Gore Vidal torna alla storia americana con questo saggio - pubblicato dalla Yale University Press - che negli Stati Uniti ha ricevuto recensioni entusiastiche ed è stato fra i libri storici di maggior successo degli ultimi anni, con oltre 200.000 copie vendute.

Ovviamente, trattandosi di Gore Vidal, questo libro sui padri fondatori non assomiglia a nessun altro che gli americani o gli italiani abbiano letto. Non solo per l’incomparabile eleganza della scrittura o per l’ironia con cui Vidal descrive fobie, idiosincrasie e difetti (umani, politici) dei Tre Grandi Padri. Ma anche perché - sono parole di Vidal - «le tante storie delle origini della Repubblica sembrano fissare con aria ebete l’aspetto luminoso di una storia che, più ne sappiamo, più diviene oscura», e ignorano la profezia di Benjamin Franklin - siamo nel 1787 - secondo cui la Repubblica americana si sarebbe prima o poi trasformata in tirannia. Per Vidal, questo tempo è quasi arrivato e attraverso la genesi politica della Costituzione repubblicana - che, come Vidal non si stanca di sottolineare, non è mai stata democratica, ma spiccatamente oligarchica - molti aspetti della cronaca odierna ricevono da questo libro una nuova e sconvolgente luce. Tuttavia, il livello intellettuale e morale dei Padri non ha nulla a che vedere con la mediocrità, quando non la malvagità, dei politici odierni. E dal libro di Vidal emerge chiaramente che, quanto meno, i fondatori degli Stati Uniti non dissimulavano il loro interesse per il potere; e che la Costituzione fu anche un onesto tentativo di frenare le ambizioni dei politici.

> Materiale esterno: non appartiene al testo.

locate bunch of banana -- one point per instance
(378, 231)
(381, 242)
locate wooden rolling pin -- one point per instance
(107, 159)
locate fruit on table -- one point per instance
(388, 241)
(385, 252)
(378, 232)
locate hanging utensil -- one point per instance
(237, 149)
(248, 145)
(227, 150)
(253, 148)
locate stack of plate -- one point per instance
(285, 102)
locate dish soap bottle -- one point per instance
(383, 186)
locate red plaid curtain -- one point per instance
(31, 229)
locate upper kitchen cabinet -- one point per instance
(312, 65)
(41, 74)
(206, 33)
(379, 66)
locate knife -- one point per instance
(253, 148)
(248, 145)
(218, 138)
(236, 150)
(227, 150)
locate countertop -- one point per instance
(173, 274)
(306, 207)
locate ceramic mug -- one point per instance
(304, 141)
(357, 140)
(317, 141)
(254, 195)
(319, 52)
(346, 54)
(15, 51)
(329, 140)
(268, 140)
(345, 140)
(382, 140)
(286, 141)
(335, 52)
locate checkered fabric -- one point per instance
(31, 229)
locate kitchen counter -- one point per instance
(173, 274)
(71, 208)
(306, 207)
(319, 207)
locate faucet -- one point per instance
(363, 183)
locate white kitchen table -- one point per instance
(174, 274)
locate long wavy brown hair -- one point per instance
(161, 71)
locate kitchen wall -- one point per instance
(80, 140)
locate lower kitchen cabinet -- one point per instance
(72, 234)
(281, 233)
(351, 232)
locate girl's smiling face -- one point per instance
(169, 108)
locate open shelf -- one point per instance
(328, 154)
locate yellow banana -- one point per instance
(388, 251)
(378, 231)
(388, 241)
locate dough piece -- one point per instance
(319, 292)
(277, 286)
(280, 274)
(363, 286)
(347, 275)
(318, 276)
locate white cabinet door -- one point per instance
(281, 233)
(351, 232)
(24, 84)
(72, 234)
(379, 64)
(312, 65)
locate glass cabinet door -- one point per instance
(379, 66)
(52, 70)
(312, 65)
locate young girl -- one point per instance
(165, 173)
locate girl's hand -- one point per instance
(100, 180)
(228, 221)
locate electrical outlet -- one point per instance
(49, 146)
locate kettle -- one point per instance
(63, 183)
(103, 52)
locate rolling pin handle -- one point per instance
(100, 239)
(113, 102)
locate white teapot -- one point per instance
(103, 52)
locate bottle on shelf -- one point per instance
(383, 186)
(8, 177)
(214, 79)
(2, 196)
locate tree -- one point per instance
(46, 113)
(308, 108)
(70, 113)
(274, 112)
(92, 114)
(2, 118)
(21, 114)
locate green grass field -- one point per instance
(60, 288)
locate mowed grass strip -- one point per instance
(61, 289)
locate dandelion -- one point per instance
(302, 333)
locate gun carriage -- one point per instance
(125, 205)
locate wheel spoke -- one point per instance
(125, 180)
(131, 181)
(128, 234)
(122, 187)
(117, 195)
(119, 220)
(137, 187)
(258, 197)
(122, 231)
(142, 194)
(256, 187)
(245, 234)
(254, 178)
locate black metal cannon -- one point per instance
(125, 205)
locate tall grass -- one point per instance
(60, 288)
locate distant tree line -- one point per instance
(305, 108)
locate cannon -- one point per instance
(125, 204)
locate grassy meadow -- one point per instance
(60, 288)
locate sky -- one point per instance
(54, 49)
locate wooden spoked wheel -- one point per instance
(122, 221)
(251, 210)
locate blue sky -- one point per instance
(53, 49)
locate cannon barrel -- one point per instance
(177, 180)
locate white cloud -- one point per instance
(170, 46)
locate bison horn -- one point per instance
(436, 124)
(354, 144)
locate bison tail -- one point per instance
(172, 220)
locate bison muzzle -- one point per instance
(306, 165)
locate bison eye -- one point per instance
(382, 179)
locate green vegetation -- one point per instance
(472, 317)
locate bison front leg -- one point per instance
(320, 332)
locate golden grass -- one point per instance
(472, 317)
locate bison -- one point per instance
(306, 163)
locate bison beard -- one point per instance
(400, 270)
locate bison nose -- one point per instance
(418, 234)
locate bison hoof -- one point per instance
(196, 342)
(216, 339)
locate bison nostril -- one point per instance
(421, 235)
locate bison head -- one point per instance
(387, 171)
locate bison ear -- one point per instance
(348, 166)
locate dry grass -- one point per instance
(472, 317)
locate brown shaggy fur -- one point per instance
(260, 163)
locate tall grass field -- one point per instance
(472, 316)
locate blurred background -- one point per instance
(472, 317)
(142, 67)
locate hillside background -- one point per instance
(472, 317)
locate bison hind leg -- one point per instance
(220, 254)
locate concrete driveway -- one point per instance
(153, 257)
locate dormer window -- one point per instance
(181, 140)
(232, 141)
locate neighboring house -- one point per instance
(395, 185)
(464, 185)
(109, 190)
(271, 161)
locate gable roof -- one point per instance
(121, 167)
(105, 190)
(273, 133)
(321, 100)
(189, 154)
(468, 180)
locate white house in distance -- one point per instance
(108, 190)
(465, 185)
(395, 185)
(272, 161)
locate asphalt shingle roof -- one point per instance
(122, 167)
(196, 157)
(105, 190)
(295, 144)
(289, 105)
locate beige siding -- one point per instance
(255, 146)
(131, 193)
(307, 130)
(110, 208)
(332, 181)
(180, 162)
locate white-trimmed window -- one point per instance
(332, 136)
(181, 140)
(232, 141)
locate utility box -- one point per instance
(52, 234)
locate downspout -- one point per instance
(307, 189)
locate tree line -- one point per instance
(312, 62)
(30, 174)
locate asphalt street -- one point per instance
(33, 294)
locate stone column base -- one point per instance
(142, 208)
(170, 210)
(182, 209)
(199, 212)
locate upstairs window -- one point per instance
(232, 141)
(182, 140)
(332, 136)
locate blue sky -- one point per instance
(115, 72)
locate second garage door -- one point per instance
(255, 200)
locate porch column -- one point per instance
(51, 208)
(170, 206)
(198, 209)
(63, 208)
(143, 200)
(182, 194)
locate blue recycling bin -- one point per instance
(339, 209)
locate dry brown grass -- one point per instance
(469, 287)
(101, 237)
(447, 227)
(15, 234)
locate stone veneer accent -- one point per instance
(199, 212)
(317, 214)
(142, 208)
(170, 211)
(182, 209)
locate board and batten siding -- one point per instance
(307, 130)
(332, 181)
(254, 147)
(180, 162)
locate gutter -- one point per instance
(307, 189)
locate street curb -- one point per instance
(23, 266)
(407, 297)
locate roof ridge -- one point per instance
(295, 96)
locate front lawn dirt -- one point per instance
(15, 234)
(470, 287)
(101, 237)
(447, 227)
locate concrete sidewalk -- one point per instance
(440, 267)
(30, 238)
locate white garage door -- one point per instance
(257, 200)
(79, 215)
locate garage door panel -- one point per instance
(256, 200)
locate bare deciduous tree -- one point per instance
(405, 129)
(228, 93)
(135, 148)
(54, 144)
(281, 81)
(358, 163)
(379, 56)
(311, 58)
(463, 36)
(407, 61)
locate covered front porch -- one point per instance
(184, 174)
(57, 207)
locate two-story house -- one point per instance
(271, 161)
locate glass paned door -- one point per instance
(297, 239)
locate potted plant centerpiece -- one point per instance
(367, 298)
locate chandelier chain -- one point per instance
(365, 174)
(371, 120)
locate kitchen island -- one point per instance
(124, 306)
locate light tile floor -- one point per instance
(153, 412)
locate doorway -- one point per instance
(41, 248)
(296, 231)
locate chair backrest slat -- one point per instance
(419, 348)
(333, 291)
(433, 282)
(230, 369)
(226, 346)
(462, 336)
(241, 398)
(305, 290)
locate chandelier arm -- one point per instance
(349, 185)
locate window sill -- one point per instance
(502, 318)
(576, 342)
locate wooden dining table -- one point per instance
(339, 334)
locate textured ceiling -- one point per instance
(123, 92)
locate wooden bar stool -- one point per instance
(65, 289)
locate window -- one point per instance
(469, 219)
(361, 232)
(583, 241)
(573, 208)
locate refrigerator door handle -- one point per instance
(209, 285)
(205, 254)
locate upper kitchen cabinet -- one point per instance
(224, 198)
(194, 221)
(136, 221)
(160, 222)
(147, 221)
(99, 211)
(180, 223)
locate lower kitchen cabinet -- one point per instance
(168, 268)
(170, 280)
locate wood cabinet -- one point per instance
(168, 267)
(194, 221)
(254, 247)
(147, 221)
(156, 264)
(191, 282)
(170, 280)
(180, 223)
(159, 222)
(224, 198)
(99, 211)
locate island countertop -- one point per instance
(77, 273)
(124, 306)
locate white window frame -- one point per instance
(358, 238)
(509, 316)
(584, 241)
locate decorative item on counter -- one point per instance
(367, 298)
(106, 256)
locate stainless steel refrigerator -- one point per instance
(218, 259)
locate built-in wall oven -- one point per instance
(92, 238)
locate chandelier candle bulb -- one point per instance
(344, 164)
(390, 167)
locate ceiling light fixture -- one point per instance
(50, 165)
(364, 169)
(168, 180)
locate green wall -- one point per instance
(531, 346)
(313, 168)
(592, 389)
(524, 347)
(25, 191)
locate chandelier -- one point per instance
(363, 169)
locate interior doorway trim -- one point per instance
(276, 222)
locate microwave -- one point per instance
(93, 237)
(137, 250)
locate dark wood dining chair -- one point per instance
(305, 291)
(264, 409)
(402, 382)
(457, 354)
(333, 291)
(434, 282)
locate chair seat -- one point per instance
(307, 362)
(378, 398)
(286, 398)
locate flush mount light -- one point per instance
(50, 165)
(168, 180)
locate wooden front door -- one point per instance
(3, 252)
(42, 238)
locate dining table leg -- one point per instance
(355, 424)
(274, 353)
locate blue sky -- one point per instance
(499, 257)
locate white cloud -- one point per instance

Una parte importante del testo - e sono fra le pagine più godibili - è dedicata, come nei romanzi del ciclo americano, ai retroscena politici degli anni Ottanta e Novanta del Settecento. I complotti di Hamilton contro John Adams sono descritti con la consueta verve satirica; e così i vari trucchetti politici di volta in volta utilizzati da Jefferson, Burr, Marshall e Madison. Il ritratto che Vidal offre di Washington è il più positivo, non privo di sarcasmo ma anche caratterizzato da una sostanziale adesione e dall’approvazione per l’integrità del primo presidente.
Gore Vidal è fra i maggiori narratori e saggisti statunitensi. Fazi editore sta pubblicando tutte le sue opere.